One UK national suffered minor wounds, according to the British government
The Islamic State group claimed responsibility on Thursday for the explosion the previous day at a cemetery in Saudi Arabia where American and European officials were commemorating the end of World War I. The blast wounded three people.

IS said in a post on its online Telegram channel on Thursday that its fighters were able to plant the explosive device at the Non-Muslims Cemetery in the kingdom's coastal city of Jiddah.

In a statement posted on one of its Telegram channels, IS said a group of its militants were able to plant the explosive devise at the in the city of Jiddah. It provided no evidence but said the device went off when diplomats from “the Crusader countries” had gathered there.

One UK national suffered minor wounds, according to the British government. Greece's Foreign Ministry said a Greek policeman serving in the country's consulate in Jiddah was wounded. A Saudi security officer was also lightly wounded, Saudi state media quoted a local official as saying.

Some 20 people of different nationalities were attending the ceremony. Wednesday marked the 102nd anniversary of the armistice ending World War I, a day that was also commemorated in several European countries.

The bombing followed a stabbing attack last month that lightly wounded a guard at the French Consulate, also in port city of Jiddah.

France has been the target of three attacks in recent weeks that authorities have attributed to Muslim extremists. An Islamic State sympathizer also carried out a deadly attack in Austria earlier this month.

The Saudi Arabian Embassy in The Hague was sprayed with gunfire early on Thursday, leaving bullet holes across the facade and in several windows. Nobody was hurt, according to the Dutch police.
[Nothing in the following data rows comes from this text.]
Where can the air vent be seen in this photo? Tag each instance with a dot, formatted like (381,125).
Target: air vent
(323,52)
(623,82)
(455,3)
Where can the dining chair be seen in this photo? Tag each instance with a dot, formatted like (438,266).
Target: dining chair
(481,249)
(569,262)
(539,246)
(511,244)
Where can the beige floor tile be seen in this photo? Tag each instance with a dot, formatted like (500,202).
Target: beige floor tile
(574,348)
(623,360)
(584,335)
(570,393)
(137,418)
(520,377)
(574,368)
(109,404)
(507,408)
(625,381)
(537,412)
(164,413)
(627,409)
The recent attacks included the beheading of a French teacher outside Paris who showed caricatures of the Prophet Muhammad to his class. Three people were later killed in a church in the southern city of Nice.

The depictions of the prophet sparked protests and calls for boycotts of French products among some Muslims in the Middle East and South Asia.
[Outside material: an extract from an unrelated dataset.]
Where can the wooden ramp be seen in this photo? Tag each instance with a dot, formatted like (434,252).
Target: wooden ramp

The Non-Muslim Cemetery sits nears Jiddah's docks, hidden behind trees alongside a major thoroughfare in the city. The Commonwealth War Graves Commission — which maintains places of commemoration for military service members from British Commonwealth nations — shows just one soldier buried at the cemetery, Pvt. John Arthur Hogan, who died in June 1944.

The Islamic State group has not carried out any large scale attacks in the kingdom since 2015. That year, an IS suicide bomber attacked a mosque inside a police compound in Abha, 350 miles south of Mecca, killing 15 people in the deadliest attack on the kingdom's security forces in years. Eleven of the dead belonged to an elite counterterrorism unit whose tasks include protecting the hajj pilgrimage.